Et si nous essayions de comprendre comment nos choix alimentaires influencent notre santé ? Rencontre avec le professeur Serge Hercberg, directeur de l’unité de recherche en épidémiologie nutritionnelle de l’Inserm (université Paris 13), responsable du Programme national nutrition santé (PNNS).
Vivre longtemps, c’est bien. Vivre longtemps sans béquilles, c’est mieux. Pour la première fois en France, l’espérance de vie en bonne santé a commencé à chuter : elle a baissé de 11 mois pour les femmes et d’un an pour les hommes entre 2006 et 2010 (Sources : Eurostat/Insee). Et si les causes d’une telle diminution se trouvaient dans notre assiette ? C’est la raison pour laquelle les politiques nutritionnelles se développent partout dans le monde, apportant la preuve qu’il existe un lien étroit entre alimentation et santé publique. C’est le cas en France, où le PNNS a vu le jour en 2001.
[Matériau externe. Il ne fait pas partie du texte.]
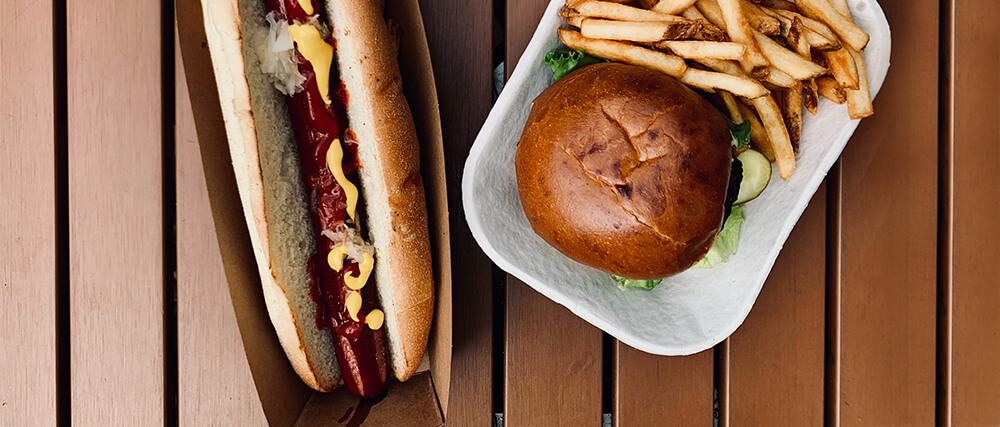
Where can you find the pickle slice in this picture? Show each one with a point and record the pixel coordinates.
(756, 175)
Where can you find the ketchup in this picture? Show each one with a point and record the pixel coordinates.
(360, 350)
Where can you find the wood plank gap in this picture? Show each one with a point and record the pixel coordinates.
(499, 8)
(499, 329)
(608, 374)
(722, 383)
(169, 190)
(831, 378)
(465, 93)
(946, 203)
(63, 386)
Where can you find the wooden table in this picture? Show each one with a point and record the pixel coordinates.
(882, 308)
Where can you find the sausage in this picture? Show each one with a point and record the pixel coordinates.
(361, 350)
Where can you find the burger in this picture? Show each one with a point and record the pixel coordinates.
(627, 170)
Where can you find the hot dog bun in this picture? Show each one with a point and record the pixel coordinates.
(275, 203)
(390, 177)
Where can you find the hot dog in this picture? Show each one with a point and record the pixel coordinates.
(325, 154)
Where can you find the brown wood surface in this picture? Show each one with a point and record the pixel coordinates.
(460, 35)
(775, 359)
(975, 196)
(215, 385)
(909, 312)
(522, 18)
(662, 391)
(115, 212)
(552, 365)
(28, 236)
(888, 237)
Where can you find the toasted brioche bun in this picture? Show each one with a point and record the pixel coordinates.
(275, 204)
(625, 169)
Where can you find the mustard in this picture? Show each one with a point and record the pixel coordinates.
(334, 161)
(317, 51)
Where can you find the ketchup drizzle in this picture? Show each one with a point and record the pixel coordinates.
(360, 350)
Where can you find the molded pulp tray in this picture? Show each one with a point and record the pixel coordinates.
(686, 313)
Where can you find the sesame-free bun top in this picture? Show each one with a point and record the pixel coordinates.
(625, 169)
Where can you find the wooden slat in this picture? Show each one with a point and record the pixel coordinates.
(27, 216)
(975, 233)
(662, 391)
(115, 212)
(552, 374)
(553, 363)
(215, 385)
(888, 237)
(776, 356)
(459, 33)
(522, 19)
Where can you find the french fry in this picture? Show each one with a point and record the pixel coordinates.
(758, 135)
(760, 20)
(780, 78)
(624, 52)
(672, 7)
(703, 49)
(723, 66)
(732, 107)
(790, 104)
(797, 39)
(638, 31)
(809, 98)
(738, 85)
(842, 67)
(823, 11)
(789, 62)
(709, 31)
(778, 4)
(859, 102)
(823, 39)
(829, 88)
(770, 116)
(841, 7)
(617, 12)
(711, 11)
(754, 62)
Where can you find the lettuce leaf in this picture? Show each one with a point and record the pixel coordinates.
(726, 243)
(562, 61)
(740, 131)
(625, 283)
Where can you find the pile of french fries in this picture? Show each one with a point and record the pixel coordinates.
(765, 59)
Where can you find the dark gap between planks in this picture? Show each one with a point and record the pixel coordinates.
(944, 215)
(169, 191)
(499, 282)
(61, 151)
(720, 382)
(831, 352)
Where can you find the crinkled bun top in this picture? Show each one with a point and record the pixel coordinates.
(625, 169)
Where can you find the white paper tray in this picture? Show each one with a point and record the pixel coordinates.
(686, 313)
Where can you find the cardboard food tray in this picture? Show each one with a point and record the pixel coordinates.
(686, 313)
(285, 399)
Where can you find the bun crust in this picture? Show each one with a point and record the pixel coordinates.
(390, 177)
(268, 175)
(625, 169)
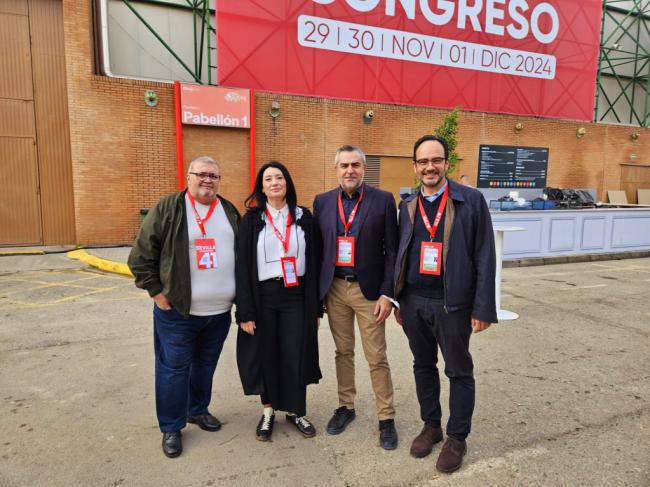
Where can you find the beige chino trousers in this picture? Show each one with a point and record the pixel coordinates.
(343, 301)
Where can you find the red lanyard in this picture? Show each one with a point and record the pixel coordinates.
(348, 224)
(443, 202)
(201, 221)
(283, 240)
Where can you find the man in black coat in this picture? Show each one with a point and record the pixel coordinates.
(444, 282)
(358, 229)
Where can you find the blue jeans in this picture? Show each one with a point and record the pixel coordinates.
(187, 351)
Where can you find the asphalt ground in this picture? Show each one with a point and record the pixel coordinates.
(563, 393)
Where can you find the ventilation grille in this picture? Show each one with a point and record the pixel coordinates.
(372, 171)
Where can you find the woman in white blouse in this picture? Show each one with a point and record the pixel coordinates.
(277, 301)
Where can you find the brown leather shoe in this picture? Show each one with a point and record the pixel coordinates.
(423, 443)
(451, 455)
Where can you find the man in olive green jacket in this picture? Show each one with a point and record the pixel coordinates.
(184, 257)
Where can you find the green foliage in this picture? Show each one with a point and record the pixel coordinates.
(448, 130)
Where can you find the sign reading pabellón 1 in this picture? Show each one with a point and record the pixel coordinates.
(215, 106)
(528, 57)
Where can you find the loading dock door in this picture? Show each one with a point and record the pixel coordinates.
(20, 220)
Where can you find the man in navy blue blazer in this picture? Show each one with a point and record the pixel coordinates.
(357, 228)
(444, 282)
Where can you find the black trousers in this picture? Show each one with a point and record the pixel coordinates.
(428, 327)
(282, 341)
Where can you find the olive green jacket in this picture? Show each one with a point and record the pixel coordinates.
(159, 259)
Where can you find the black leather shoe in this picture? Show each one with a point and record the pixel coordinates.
(387, 434)
(172, 444)
(205, 421)
(342, 417)
(265, 428)
(302, 424)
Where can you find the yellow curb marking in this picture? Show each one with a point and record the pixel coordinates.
(102, 264)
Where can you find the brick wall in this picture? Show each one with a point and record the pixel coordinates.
(124, 152)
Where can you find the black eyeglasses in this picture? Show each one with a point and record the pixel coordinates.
(207, 175)
(436, 161)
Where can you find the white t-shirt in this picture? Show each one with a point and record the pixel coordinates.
(269, 247)
(213, 290)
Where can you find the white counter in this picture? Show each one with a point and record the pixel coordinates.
(550, 233)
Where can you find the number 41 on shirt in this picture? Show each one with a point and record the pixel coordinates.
(206, 253)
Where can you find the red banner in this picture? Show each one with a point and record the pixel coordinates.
(215, 106)
(528, 57)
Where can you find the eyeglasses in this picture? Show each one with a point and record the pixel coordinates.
(436, 161)
(207, 175)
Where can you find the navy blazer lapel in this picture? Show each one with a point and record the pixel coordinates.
(364, 207)
(331, 213)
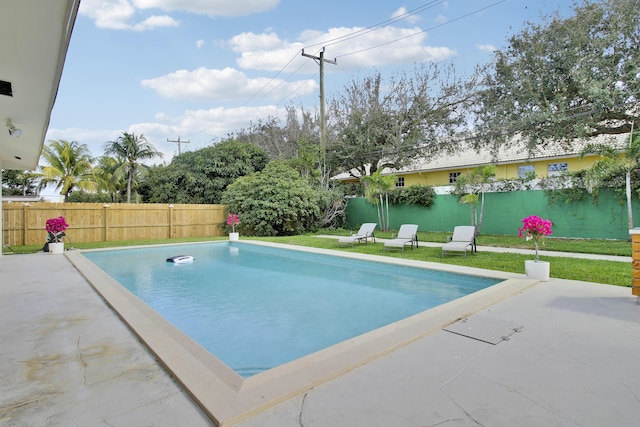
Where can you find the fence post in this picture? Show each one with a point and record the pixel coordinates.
(106, 222)
(170, 221)
(25, 222)
(635, 263)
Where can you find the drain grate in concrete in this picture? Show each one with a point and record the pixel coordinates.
(484, 329)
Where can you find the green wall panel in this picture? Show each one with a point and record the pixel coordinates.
(504, 212)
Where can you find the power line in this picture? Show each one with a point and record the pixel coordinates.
(178, 141)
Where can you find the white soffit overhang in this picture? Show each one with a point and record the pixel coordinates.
(34, 39)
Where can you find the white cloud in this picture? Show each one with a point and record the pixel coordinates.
(118, 15)
(125, 14)
(200, 127)
(486, 47)
(223, 85)
(210, 8)
(412, 19)
(385, 46)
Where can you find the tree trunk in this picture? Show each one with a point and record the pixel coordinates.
(479, 227)
(386, 196)
(629, 206)
(129, 181)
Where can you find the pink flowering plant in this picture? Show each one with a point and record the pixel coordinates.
(535, 228)
(55, 227)
(232, 221)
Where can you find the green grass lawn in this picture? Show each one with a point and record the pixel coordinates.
(608, 272)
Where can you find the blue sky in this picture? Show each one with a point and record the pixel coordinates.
(201, 69)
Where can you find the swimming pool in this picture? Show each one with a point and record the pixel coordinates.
(258, 307)
(228, 397)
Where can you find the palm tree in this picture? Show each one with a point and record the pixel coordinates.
(475, 184)
(611, 162)
(131, 150)
(376, 186)
(70, 165)
(110, 177)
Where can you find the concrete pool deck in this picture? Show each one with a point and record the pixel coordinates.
(69, 360)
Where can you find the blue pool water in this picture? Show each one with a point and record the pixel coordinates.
(257, 307)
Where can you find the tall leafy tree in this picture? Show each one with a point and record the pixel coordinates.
(473, 186)
(132, 150)
(376, 190)
(612, 162)
(565, 78)
(376, 125)
(274, 202)
(111, 177)
(69, 166)
(202, 176)
(19, 183)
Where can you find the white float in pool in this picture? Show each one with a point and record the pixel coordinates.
(181, 259)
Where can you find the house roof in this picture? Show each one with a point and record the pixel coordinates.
(34, 39)
(516, 152)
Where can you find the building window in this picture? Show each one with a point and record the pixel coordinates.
(526, 171)
(555, 169)
(453, 177)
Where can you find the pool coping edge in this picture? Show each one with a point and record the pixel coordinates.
(226, 397)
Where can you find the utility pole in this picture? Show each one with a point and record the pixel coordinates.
(178, 142)
(320, 60)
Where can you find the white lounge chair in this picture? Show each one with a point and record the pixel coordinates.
(407, 235)
(363, 235)
(463, 239)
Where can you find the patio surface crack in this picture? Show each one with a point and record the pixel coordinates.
(84, 363)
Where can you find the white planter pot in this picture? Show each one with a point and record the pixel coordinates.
(56, 248)
(537, 270)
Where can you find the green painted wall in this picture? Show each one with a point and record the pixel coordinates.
(504, 212)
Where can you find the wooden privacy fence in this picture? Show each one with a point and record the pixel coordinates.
(24, 223)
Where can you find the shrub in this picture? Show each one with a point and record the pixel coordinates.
(276, 201)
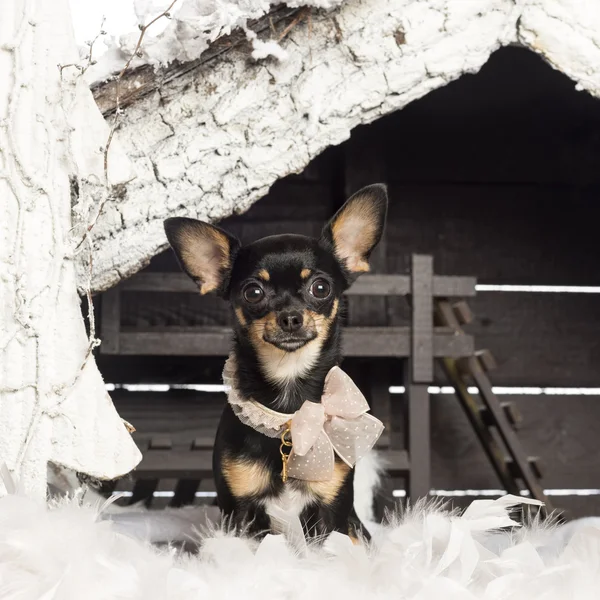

Quels sont les objectifs assignés au PNNS ?
En 1998, le directeur général de la Santé, Joël Ménard, m’a demandé de présider, avec Arnaud Basdevant, un groupe de travail pour réfléchir à la politique de santé publique en France et à la manière de faire reculer les maladies dites « de civilisation ». Ces maladies multifactorielles impliquent la génétique, sur laquelle on ne peut pas agir, mais aussi des facteurs environnementaux comme le contenu de l’assiette, le mode de vie ou la pratique de l’exercice physique, sur lesquels nous détenons le pouvoir de décision au niveau individuel et collectif. Le PNNS a donc été élaboré pour donner à tout un chacun des repères simples, accessibles et faciles à mettre en œuvre en matière d’alimentation et d’activité physique, et résumés par le slogan « Manger, Bouger ».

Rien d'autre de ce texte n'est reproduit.